A circa trent’anni dalla scomparsa del genio Jean-Michel Basquiat, considerato forse l’erede concettuale di Andy Warhol, la casa editrice Centauria ci propone un biopic di Paolo Parisi, che nel suo CV già vanta lavori simili su altre figure artistiche, come Holiday e Coltrane.
Parisi ci presenta la biografia dell’artista statunitense diviso in quattro capitoli, partendo dal 1981, nel periodo SAMO (Same Old Shit), in cui viene attribuito a Basquiat –ed Haring con lui, di aver reso i graffiti una forma d’arte, nascente da una costola della pittura, atta ad urlare in maniera più concisa il disagio di chi non ha voce.
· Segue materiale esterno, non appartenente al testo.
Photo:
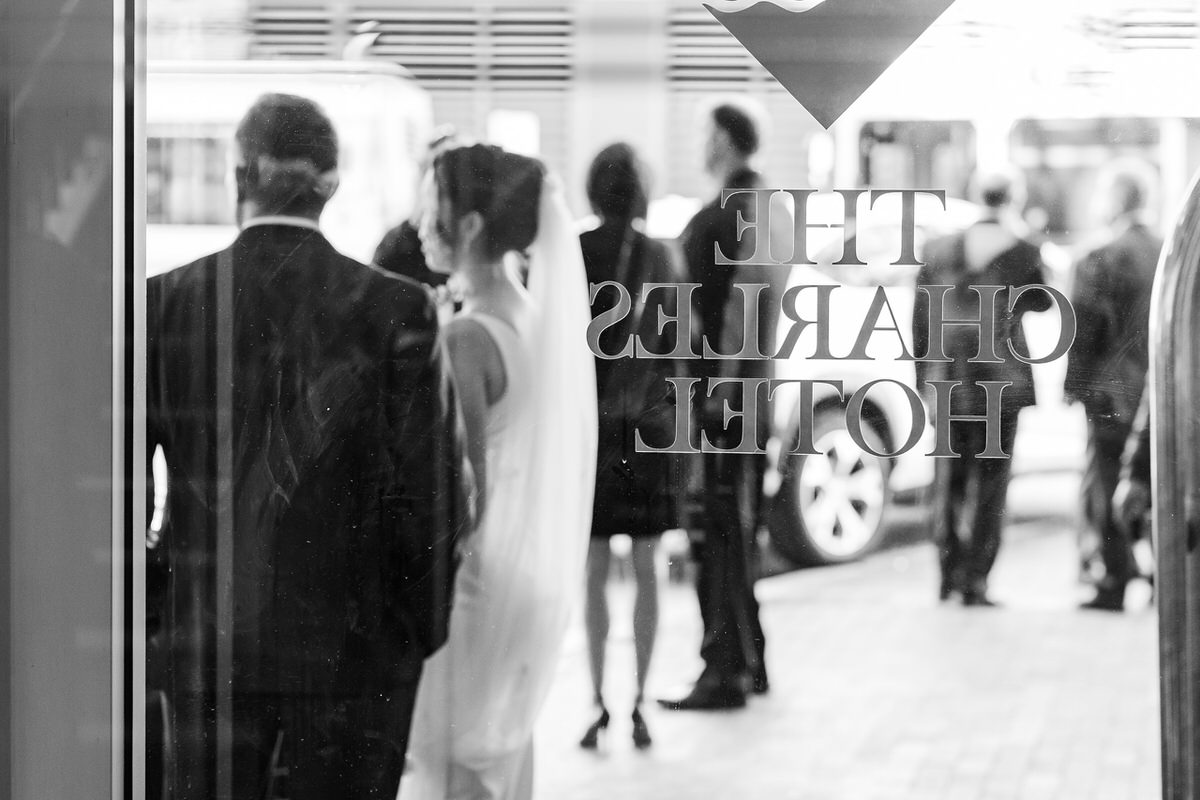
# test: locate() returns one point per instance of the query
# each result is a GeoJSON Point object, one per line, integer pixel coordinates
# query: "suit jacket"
{"type": "Point", "coordinates": [316, 480]}
{"type": "Point", "coordinates": [1013, 268]}
{"type": "Point", "coordinates": [1108, 364]}
{"type": "Point", "coordinates": [720, 307]}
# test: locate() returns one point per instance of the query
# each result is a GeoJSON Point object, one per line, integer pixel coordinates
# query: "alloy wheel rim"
{"type": "Point", "coordinates": [840, 494]}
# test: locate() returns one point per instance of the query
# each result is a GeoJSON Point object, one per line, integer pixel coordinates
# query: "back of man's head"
{"type": "Point", "coordinates": [1129, 193]}
{"type": "Point", "coordinates": [288, 156]}
{"type": "Point", "coordinates": [739, 125]}
{"type": "Point", "coordinates": [995, 190]}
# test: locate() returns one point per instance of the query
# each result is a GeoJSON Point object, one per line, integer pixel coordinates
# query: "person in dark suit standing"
{"type": "Point", "coordinates": [400, 250]}
{"type": "Point", "coordinates": [971, 489]}
{"type": "Point", "coordinates": [1107, 367]}
{"type": "Point", "coordinates": [733, 645]}
{"type": "Point", "coordinates": [317, 488]}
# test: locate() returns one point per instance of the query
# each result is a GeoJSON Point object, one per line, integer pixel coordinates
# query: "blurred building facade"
{"type": "Point", "coordinates": [563, 78]}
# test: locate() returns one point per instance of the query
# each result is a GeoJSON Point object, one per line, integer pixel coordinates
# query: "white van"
{"type": "Point", "coordinates": [383, 121]}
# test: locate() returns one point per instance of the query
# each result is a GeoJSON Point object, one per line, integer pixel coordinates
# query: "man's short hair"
{"type": "Point", "coordinates": [288, 127]}
{"type": "Point", "coordinates": [739, 125]}
{"type": "Point", "coordinates": [996, 190]}
{"type": "Point", "coordinates": [288, 155]}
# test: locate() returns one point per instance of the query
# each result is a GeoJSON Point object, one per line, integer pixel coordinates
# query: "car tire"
{"type": "Point", "coordinates": [829, 507]}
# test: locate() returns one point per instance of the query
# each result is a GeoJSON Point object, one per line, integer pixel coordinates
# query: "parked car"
{"type": "Point", "coordinates": [829, 507]}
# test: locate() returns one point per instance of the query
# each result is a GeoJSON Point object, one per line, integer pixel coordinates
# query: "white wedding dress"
{"type": "Point", "coordinates": [522, 571]}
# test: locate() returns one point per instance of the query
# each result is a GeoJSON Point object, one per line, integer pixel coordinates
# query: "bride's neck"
{"type": "Point", "coordinates": [484, 280]}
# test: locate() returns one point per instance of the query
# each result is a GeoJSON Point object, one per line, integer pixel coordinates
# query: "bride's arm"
{"type": "Point", "coordinates": [478, 371]}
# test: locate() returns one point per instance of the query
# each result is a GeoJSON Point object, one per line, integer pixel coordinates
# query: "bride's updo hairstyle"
{"type": "Point", "coordinates": [503, 187]}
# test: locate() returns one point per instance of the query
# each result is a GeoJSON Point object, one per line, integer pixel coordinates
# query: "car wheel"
{"type": "Point", "coordinates": [829, 507]}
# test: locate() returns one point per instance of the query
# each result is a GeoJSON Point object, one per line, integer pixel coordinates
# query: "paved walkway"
{"type": "Point", "coordinates": [881, 693]}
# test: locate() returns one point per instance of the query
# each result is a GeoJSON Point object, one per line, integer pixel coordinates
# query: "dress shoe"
{"type": "Point", "coordinates": [1107, 600]}
{"type": "Point", "coordinates": [592, 737]}
{"type": "Point", "coordinates": [641, 733]}
{"type": "Point", "coordinates": [708, 698]}
{"type": "Point", "coordinates": [978, 600]}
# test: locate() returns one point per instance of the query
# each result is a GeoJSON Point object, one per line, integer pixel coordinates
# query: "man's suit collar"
{"type": "Point", "coordinates": [281, 220]}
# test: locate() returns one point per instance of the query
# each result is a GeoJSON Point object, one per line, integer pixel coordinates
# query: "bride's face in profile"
{"type": "Point", "coordinates": [438, 252]}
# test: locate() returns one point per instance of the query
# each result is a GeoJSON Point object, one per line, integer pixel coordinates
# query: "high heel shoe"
{"type": "Point", "coordinates": [592, 738]}
{"type": "Point", "coordinates": [641, 733]}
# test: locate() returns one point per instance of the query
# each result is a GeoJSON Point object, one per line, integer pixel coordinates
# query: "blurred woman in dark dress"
{"type": "Point", "coordinates": [634, 491]}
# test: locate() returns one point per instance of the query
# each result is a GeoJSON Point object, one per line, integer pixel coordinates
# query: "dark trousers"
{"type": "Point", "coordinates": [1105, 444]}
{"type": "Point", "coordinates": [970, 499]}
{"type": "Point", "coordinates": [733, 644]}
{"type": "Point", "coordinates": [301, 747]}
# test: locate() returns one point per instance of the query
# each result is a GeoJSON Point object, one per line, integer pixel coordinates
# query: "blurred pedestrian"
{"type": "Point", "coordinates": [635, 492]}
{"type": "Point", "coordinates": [1133, 497]}
{"type": "Point", "coordinates": [1108, 362]}
{"type": "Point", "coordinates": [317, 488]}
{"type": "Point", "coordinates": [400, 251]}
{"type": "Point", "coordinates": [733, 645]}
{"type": "Point", "coordinates": [971, 491]}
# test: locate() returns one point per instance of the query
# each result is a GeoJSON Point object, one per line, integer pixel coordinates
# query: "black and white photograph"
{"type": "Point", "coordinates": [574, 400]}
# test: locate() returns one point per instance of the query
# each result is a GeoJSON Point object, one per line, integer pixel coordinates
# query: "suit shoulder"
{"type": "Point", "coordinates": [390, 298]}
{"type": "Point", "coordinates": [181, 284]}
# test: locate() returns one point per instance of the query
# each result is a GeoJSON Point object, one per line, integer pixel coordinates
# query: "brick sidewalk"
{"type": "Point", "coordinates": [881, 693]}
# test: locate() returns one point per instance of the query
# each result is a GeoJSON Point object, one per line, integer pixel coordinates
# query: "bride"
{"type": "Point", "coordinates": [527, 386]}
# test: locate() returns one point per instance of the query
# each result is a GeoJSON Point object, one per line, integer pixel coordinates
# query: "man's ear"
{"type": "Point", "coordinates": [241, 178]}
{"type": "Point", "coordinates": [471, 228]}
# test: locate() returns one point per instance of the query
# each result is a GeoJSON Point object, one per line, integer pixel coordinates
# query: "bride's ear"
{"type": "Point", "coordinates": [471, 229]}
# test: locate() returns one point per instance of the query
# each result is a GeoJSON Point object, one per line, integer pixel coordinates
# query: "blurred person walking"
{"type": "Point", "coordinates": [733, 645]}
{"type": "Point", "coordinates": [400, 250]}
{"type": "Point", "coordinates": [971, 491]}
{"type": "Point", "coordinates": [1108, 364]}
{"type": "Point", "coordinates": [317, 487]}
{"type": "Point", "coordinates": [527, 383]}
{"type": "Point", "coordinates": [635, 492]}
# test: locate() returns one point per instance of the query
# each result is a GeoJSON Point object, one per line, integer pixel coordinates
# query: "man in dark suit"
{"type": "Point", "coordinates": [971, 489]}
{"type": "Point", "coordinates": [733, 644]}
{"type": "Point", "coordinates": [316, 491]}
{"type": "Point", "coordinates": [1107, 367]}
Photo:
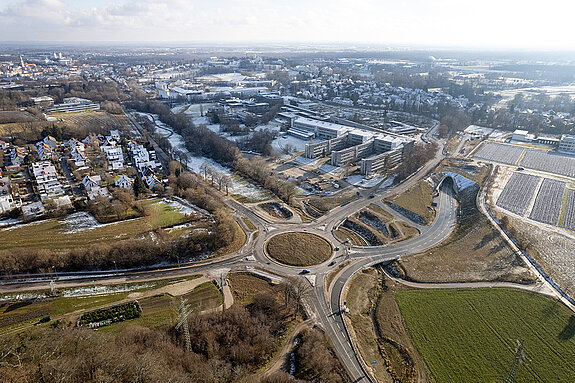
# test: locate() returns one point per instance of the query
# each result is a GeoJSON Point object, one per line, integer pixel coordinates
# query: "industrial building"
{"type": "Point", "coordinates": [567, 143]}
{"type": "Point", "coordinates": [347, 145]}
{"type": "Point", "coordinates": [73, 104]}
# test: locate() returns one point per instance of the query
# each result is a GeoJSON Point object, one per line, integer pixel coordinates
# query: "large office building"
{"type": "Point", "coordinates": [73, 104]}
{"type": "Point", "coordinates": [567, 143]}
{"type": "Point", "coordinates": [373, 151]}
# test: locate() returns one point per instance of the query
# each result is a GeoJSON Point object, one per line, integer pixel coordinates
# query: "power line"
{"type": "Point", "coordinates": [519, 357]}
{"type": "Point", "coordinates": [184, 310]}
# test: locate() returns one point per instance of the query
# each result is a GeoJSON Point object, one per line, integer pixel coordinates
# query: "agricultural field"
{"type": "Point", "coordinates": [470, 335]}
{"type": "Point", "coordinates": [245, 287]}
{"type": "Point", "coordinates": [299, 248]}
{"type": "Point", "coordinates": [518, 192]}
{"type": "Point", "coordinates": [376, 227]}
{"type": "Point", "coordinates": [94, 121]}
{"type": "Point", "coordinates": [276, 210]}
{"type": "Point", "coordinates": [569, 215]}
{"type": "Point", "coordinates": [318, 206]}
{"type": "Point", "coordinates": [21, 310]}
{"type": "Point", "coordinates": [506, 154]}
{"type": "Point", "coordinates": [549, 161]}
{"type": "Point", "coordinates": [58, 234]}
{"type": "Point", "coordinates": [474, 252]}
{"type": "Point", "coordinates": [548, 202]}
{"type": "Point", "coordinates": [537, 159]}
{"type": "Point", "coordinates": [417, 200]}
{"type": "Point", "coordinates": [379, 330]}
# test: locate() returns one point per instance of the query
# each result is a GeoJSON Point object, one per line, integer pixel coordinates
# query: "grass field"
{"type": "Point", "coordinates": [54, 234]}
{"type": "Point", "coordinates": [299, 249]}
{"type": "Point", "coordinates": [325, 204]}
{"type": "Point", "coordinates": [418, 199]}
{"type": "Point", "coordinates": [470, 335]}
{"type": "Point", "coordinates": [17, 311]}
{"type": "Point", "coordinates": [343, 234]}
{"type": "Point", "coordinates": [245, 287]}
{"type": "Point", "coordinates": [162, 310]}
{"type": "Point", "coordinates": [95, 121]}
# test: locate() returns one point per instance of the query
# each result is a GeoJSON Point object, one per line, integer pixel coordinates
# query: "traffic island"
{"type": "Point", "coordinates": [298, 248]}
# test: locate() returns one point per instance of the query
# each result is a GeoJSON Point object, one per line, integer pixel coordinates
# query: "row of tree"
{"type": "Point", "coordinates": [227, 346]}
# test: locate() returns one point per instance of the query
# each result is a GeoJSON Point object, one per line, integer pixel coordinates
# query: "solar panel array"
{"type": "Point", "coordinates": [549, 162]}
{"type": "Point", "coordinates": [537, 159]}
{"type": "Point", "coordinates": [569, 217]}
{"type": "Point", "coordinates": [518, 193]}
{"type": "Point", "coordinates": [547, 207]}
{"type": "Point", "coordinates": [506, 154]}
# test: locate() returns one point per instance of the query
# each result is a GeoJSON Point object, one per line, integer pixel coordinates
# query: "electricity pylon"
{"type": "Point", "coordinates": [519, 357]}
{"type": "Point", "coordinates": [184, 311]}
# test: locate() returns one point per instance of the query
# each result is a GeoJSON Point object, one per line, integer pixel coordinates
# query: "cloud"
{"type": "Point", "coordinates": [489, 23]}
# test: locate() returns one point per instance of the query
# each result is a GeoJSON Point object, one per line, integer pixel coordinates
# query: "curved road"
{"type": "Point", "coordinates": [327, 307]}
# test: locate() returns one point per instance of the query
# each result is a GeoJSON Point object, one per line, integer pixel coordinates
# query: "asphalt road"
{"type": "Point", "coordinates": [327, 308]}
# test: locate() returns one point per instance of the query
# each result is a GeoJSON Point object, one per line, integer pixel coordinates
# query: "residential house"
{"type": "Point", "coordinates": [98, 191]}
{"type": "Point", "coordinates": [124, 182]}
{"type": "Point", "coordinates": [79, 157]}
{"type": "Point", "coordinates": [50, 141]}
{"type": "Point", "coordinates": [7, 202]}
{"type": "Point", "coordinates": [115, 134]}
{"type": "Point", "coordinates": [141, 157]}
{"type": "Point", "coordinates": [47, 180]}
{"type": "Point", "coordinates": [91, 182]}
{"type": "Point", "coordinates": [33, 210]}
{"type": "Point", "coordinates": [114, 156]}
{"type": "Point", "coordinates": [17, 156]}
{"type": "Point", "coordinates": [151, 181]}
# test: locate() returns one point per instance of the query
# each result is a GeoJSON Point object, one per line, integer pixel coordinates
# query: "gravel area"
{"type": "Point", "coordinates": [548, 202]}
{"type": "Point", "coordinates": [549, 161]}
{"type": "Point", "coordinates": [569, 217]}
{"type": "Point", "coordinates": [518, 193]}
{"type": "Point", "coordinates": [506, 154]}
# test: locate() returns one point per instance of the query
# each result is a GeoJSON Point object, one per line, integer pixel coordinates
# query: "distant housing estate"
{"type": "Point", "coordinates": [73, 104]}
{"type": "Point", "coordinates": [344, 144]}
{"type": "Point", "coordinates": [565, 144]}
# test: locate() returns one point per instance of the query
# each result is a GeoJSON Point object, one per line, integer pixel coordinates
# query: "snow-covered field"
{"type": "Point", "coordinates": [280, 143]}
{"type": "Point", "coordinates": [179, 207]}
{"type": "Point", "coordinates": [361, 181]}
{"type": "Point", "coordinates": [239, 185]}
{"type": "Point", "coordinates": [196, 110]}
{"type": "Point", "coordinates": [79, 221]}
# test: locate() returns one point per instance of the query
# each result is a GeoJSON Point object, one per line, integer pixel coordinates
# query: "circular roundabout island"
{"type": "Point", "coordinates": [298, 248]}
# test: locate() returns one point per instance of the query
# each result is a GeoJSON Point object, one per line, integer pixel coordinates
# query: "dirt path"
{"type": "Point", "coordinates": [174, 289]}
{"type": "Point", "coordinates": [281, 359]}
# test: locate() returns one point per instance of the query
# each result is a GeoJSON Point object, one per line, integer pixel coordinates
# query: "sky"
{"type": "Point", "coordinates": [485, 24]}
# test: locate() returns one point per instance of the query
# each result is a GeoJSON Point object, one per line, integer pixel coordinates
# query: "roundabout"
{"type": "Point", "coordinates": [298, 248]}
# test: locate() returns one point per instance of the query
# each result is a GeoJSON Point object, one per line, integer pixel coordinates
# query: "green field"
{"type": "Point", "coordinates": [157, 308]}
{"type": "Point", "coordinates": [418, 199]}
{"type": "Point", "coordinates": [54, 233]}
{"type": "Point", "coordinates": [299, 248]}
{"type": "Point", "coordinates": [470, 335]}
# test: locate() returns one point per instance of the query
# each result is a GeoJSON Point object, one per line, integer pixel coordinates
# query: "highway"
{"type": "Point", "coordinates": [324, 306]}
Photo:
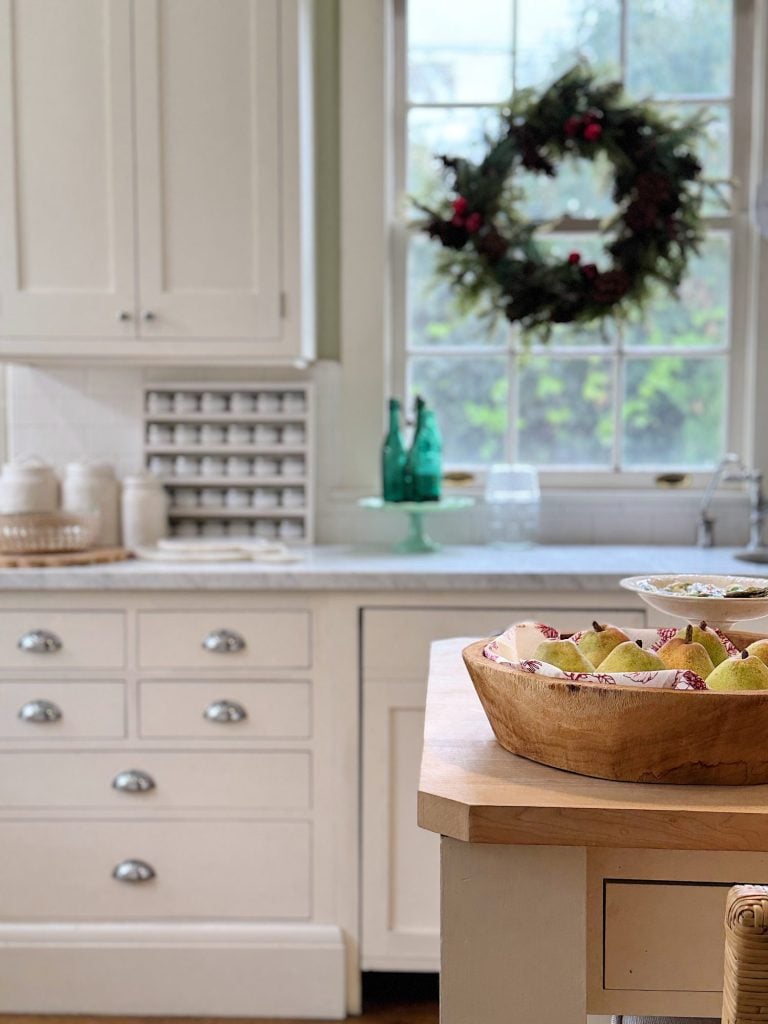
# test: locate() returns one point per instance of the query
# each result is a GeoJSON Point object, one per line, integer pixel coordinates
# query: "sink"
{"type": "Point", "coordinates": [757, 555]}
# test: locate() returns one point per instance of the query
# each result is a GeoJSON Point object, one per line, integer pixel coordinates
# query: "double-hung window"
{"type": "Point", "coordinates": [614, 401]}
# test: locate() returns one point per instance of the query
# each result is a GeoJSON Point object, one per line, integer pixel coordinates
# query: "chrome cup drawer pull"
{"type": "Point", "coordinates": [39, 642]}
{"type": "Point", "coordinates": [133, 871]}
{"type": "Point", "coordinates": [39, 711]}
{"type": "Point", "coordinates": [225, 711]}
{"type": "Point", "coordinates": [224, 642]}
{"type": "Point", "coordinates": [133, 780]}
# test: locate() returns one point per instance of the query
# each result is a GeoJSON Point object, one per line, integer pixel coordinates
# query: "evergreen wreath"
{"type": "Point", "coordinates": [492, 256]}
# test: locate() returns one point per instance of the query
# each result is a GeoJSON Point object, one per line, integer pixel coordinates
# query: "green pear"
{"type": "Point", "coordinates": [759, 648]}
{"type": "Point", "coordinates": [710, 641]}
{"type": "Point", "coordinates": [684, 652]}
{"type": "Point", "coordinates": [630, 656]}
{"type": "Point", "coordinates": [598, 642]}
{"type": "Point", "coordinates": [745, 673]}
{"type": "Point", "coordinates": [563, 654]}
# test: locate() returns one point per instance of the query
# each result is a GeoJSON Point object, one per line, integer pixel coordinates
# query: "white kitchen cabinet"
{"type": "Point", "coordinates": [157, 180]}
{"type": "Point", "coordinates": [197, 803]}
{"type": "Point", "coordinates": [400, 862]}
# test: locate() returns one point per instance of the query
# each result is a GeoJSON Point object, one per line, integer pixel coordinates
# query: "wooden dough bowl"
{"type": "Point", "coordinates": [627, 733]}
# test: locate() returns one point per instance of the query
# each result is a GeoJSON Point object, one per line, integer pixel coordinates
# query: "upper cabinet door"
{"type": "Point", "coordinates": [208, 142]}
{"type": "Point", "coordinates": [67, 258]}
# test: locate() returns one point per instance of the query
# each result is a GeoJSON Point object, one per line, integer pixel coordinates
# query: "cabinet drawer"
{"type": "Point", "coordinates": [395, 641]}
{"type": "Point", "coordinates": [223, 640]}
{"type": "Point", "coordinates": [74, 710]}
{"type": "Point", "coordinates": [217, 869]}
{"type": "Point", "coordinates": [199, 710]}
{"type": "Point", "coordinates": [664, 936]}
{"type": "Point", "coordinates": [264, 780]}
{"type": "Point", "coordinates": [42, 640]}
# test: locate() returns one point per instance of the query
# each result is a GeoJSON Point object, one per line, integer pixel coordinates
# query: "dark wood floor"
{"type": "Point", "coordinates": [387, 998]}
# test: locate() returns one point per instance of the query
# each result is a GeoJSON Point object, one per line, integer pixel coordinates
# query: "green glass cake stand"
{"type": "Point", "coordinates": [417, 541]}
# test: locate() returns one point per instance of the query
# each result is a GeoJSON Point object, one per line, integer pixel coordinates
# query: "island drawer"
{"type": "Point", "coordinates": [148, 780]}
{"type": "Point", "coordinates": [395, 641]}
{"type": "Point", "coordinates": [41, 710]}
{"type": "Point", "coordinates": [225, 710]}
{"type": "Point", "coordinates": [47, 639]}
{"type": "Point", "coordinates": [226, 869]}
{"type": "Point", "coordinates": [222, 639]}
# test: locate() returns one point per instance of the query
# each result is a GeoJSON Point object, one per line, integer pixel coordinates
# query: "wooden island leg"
{"type": "Point", "coordinates": [513, 934]}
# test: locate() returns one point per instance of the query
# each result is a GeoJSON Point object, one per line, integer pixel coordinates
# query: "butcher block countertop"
{"type": "Point", "coordinates": [472, 790]}
{"type": "Point", "coordinates": [335, 567]}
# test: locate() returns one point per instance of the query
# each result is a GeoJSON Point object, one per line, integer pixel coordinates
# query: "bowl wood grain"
{"type": "Point", "coordinates": [627, 733]}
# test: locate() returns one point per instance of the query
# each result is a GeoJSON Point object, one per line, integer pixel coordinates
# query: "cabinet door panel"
{"type": "Point", "coordinates": [400, 861]}
{"type": "Point", "coordinates": [66, 169]}
{"type": "Point", "coordinates": [207, 108]}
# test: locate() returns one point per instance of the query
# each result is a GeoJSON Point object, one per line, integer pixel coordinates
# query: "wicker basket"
{"type": "Point", "coordinates": [40, 532]}
{"type": "Point", "coordinates": [627, 733]}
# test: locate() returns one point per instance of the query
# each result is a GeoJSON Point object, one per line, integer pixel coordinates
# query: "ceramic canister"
{"type": "Point", "coordinates": [93, 487]}
{"type": "Point", "coordinates": [28, 485]}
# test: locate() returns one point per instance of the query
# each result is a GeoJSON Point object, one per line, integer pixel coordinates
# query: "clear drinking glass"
{"type": "Point", "coordinates": [512, 499]}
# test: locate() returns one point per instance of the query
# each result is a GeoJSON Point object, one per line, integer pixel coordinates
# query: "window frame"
{"type": "Point", "coordinates": [747, 303]}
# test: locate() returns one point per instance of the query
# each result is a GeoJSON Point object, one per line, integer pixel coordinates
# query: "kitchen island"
{"type": "Point", "coordinates": [278, 712]}
{"type": "Point", "coordinates": [563, 895]}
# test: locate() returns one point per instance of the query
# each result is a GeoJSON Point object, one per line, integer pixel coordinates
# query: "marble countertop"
{"type": "Point", "coordinates": [545, 567]}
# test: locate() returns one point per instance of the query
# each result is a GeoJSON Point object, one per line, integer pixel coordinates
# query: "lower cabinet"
{"type": "Point", "coordinates": [172, 823]}
{"type": "Point", "coordinates": [400, 861]}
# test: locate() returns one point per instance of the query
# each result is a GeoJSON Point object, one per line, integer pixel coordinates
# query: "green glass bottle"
{"type": "Point", "coordinates": [410, 469]}
{"type": "Point", "coordinates": [428, 460]}
{"type": "Point", "coordinates": [393, 458]}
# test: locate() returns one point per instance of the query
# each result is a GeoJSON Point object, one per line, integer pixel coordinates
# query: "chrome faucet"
{"type": "Point", "coordinates": [731, 468]}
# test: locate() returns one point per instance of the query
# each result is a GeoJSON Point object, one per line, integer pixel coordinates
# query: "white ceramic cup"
{"type": "Point", "coordinates": [267, 401]}
{"type": "Point", "coordinates": [214, 401]}
{"type": "Point", "coordinates": [212, 433]}
{"type": "Point", "coordinates": [185, 433]}
{"type": "Point", "coordinates": [161, 465]}
{"type": "Point", "coordinates": [212, 498]}
{"type": "Point", "coordinates": [241, 401]}
{"type": "Point", "coordinates": [266, 433]}
{"type": "Point", "coordinates": [265, 498]}
{"type": "Point", "coordinates": [293, 433]}
{"type": "Point", "coordinates": [160, 433]}
{"type": "Point", "coordinates": [186, 465]}
{"type": "Point", "coordinates": [292, 498]}
{"type": "Point", "coordinates": [238, 498]}
{"type": "Point", "coordinates": [239, 433]}
{"type": "Point", "coordinates": [185, 401]}
{"type": "Point", "coordinates": [239, 465]}
{"type": "Point", "coordinates": [266, 529]}
{"type": "Point", "coordinates": [212, 465]}
{"type": "Point", "coordinates": [265, 465]}
{"type": "Point", "coordinates": [292, 465]}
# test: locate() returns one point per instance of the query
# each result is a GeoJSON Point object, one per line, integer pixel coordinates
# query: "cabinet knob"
{"type": "Point", "coordinates": [39, 711]}
{"type": "Point", "coordinates": [39, 642]}
{"type": "Point", "coordinates": [225, 711]}
{"type": "Point", "coordinates": [133, 871]}
{"type": "Point", "coordinates": [224, 642]}
{"type": "Point", "coordinates": [133, 780]}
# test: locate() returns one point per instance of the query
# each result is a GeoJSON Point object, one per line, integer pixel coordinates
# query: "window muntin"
{"type": "Point", "coordinates": [649, 394]}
Parisi gestisce tutta la storia come se fosse un documentario cinematografico, mettendo insieme documenti, polaroid, tutto accompagnato da un diario scritto dallo stesso Basquiat (falso purtroppo), accompagnato quindi dalle voci narranti delle persone-testimoni che vissero assieme a lui.
Ovviamente, tutto l’insieme sopra descritto è funzionale a mostrare la caratterizzazione del personaggio, ma la cosa che colpisce di più su questo lavoro, ed è una questione fattuale, è la combinazione tra i colori ed il tratto: sono privilegiati i colori primari, con tutte le sfumature, che attraverso un disegno essenziale, risultano di una potenza incredibile: si riesce a respirare l’atmosfera pop della corrente artistica del momento, riuscendo a sfruttare in maniera onesta l’atmosfera stessa di New York negli anni 80, con i neon, i cartelloni, le strade ed in negozi, mostrando, come già detto, non solo la vita di Basquiat, ma tutto un contorno, come se si guardasse un vecchio cine giornale.
La particolarità di questo volume è che Parisi non si limita ad una mera e “superficiale” biografia, ma con l’espediente narrativo delle testimonianze, riesce quasi a fare una critica (dire trattato è troppo) ben argomentata e gestita sul giovane artista che ha lasciato il nostro mondo in maniera prematura, ma lasciando un segno originale ed ancora contemporaneo.